To close the session, moderator Yi-wei Keng offered a tongue-in-cheek analogy to illustrate the precarious position of art: if a student wants to protest against their school today, they simply shave their head. The administration instantly registers that someone has shaved their head, even if nothing changes in school policy. The audience erupted in laughter, but the point hit home: art and theater might not directly solve systemic crises, but it remains a fiercely courageous act of articulation.
Bringing the focus back to Taiwan, Keng noted that while the post-Martial Law era brought hard-won freedom of speech, society simultaneously drifted into a highly partisan, camp-based matrix. Driven by algorithmic social media feeds, people have become conditioned toward rapid, binary, and extreme positioning.
Theater, by contrast, offers a radical brick-and-mortar alternative.
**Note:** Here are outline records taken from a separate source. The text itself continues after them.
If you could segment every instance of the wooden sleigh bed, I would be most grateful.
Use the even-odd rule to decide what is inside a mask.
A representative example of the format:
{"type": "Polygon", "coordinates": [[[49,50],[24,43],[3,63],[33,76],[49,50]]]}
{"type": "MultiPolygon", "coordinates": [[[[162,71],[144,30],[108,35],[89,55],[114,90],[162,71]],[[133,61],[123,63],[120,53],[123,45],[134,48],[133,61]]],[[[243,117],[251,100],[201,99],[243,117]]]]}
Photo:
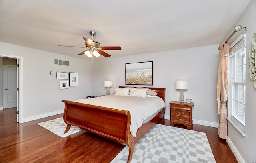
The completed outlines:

It is a physical sanctuary where individuals with hostile ideological stances must sit in the same room and endure the same duration of time together. This capacity to "co-experience time" is precisely why the stage remains indispensable in an information-saturated age that desperately needs to slow down, as Keng beautifully concluded:
"When AI, predictive algorithms, and social media feeds relentlessly drive the world toward faster, simplified judgments, human thought naturally flattens. Theater stands as one of the last remaining zones that actively permits complexity. It refuses to rush toward an easy resolution or sanitize systemic contradictions. This shared endurance of time and thought is increasingly impossible to find in daily life, and that’s what makes theater irreplaceable."